A quell’età sono scappato. A casa avevo una situazione difficile e quel luogo per me era tutto, li avevo gli amici, le persone che mi volevano bene. Quel prete violentava altri bambini, lo sapevano tutti, eppure quelle violenze sono rimaste sotto traccia per decenni. Denunciare era difficile, quasi inutile. Il vescovo di Savona, Dante Lafranconi, sapeva tutto e per toglierlo dalla parrocchia di Spotorno, quindici anni dopo, lo assegnò ad una più piccola sulle alture di Finale Ligure e gli consentì anche di aprire una comunità per bambini problematici. Una follia, ma è abbastanza comune, da quei posti isolati è ancora più difficile che escano denunce.

Tutti sapevano? .

Spotorno ha 5mila abitanti, certe voci giravano già prima che arrivasse don Nello, l’omertà c’è ma non solo tra le persone di chiesa.

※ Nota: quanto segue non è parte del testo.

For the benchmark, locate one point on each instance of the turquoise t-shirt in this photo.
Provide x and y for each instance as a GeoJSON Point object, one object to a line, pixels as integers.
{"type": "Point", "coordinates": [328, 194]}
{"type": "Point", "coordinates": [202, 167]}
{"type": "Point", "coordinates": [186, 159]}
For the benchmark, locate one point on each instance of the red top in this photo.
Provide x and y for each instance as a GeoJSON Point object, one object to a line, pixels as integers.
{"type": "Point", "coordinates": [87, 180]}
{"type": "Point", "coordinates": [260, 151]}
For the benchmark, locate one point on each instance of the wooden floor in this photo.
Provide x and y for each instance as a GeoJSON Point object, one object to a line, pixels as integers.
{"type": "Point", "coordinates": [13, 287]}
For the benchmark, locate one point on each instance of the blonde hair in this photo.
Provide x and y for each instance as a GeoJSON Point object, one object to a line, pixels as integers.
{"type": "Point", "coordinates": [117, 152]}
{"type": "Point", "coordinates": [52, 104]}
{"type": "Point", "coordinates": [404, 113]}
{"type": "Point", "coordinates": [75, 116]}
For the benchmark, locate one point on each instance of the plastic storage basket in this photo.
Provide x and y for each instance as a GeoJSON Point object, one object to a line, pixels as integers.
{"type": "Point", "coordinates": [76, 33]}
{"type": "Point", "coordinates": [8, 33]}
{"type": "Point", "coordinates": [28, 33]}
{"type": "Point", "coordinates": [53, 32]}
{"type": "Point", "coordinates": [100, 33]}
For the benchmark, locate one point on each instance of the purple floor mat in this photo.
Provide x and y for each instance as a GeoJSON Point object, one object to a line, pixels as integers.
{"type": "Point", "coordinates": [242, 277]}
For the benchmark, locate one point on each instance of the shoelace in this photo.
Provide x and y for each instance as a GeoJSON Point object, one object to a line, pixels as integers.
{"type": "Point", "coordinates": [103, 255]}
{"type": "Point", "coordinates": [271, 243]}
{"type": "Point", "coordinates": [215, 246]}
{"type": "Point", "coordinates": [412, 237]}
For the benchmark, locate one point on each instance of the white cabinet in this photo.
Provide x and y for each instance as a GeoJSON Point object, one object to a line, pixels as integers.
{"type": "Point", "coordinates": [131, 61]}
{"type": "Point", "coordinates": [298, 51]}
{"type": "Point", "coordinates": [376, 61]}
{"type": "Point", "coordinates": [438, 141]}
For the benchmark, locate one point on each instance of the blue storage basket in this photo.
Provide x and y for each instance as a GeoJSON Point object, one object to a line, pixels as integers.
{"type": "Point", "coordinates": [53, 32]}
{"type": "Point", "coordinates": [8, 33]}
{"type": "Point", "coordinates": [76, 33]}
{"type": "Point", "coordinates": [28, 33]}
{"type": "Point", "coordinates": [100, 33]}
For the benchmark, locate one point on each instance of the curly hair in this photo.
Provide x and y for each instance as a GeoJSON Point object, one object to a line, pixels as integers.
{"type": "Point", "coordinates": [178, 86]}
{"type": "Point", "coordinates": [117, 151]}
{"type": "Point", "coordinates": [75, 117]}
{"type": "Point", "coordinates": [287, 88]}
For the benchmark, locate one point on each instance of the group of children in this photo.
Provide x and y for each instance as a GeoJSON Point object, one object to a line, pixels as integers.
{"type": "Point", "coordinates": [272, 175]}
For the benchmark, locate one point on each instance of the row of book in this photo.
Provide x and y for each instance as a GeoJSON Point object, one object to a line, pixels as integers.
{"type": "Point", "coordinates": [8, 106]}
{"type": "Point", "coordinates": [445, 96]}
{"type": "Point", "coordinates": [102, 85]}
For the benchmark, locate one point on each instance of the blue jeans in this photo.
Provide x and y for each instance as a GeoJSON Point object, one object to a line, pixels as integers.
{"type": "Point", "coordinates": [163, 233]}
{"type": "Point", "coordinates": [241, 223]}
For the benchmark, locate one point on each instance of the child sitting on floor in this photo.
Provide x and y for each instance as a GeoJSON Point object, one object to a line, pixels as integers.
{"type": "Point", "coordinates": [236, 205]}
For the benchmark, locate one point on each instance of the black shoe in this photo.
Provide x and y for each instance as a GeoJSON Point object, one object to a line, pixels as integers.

La tua famiglia non poteva aiutarti. E’ così per quasi tutte le vittime?

I bambini abusati sono quasi tutti vittime di famiglie disagiate. La mia era una situazione particolarmente difficile, ma capita lo stesso in situazioni di povertà anche non estrema. Le famiglie povere si fidano dei preti e lasciano spesso i figli all’oratorio, anche perché non hanno alternative. Intendiamoci, non sto dicendo che tutti i preti sono pedofili.

Come se ne esce, se ne sei uscito, da una situazione simile?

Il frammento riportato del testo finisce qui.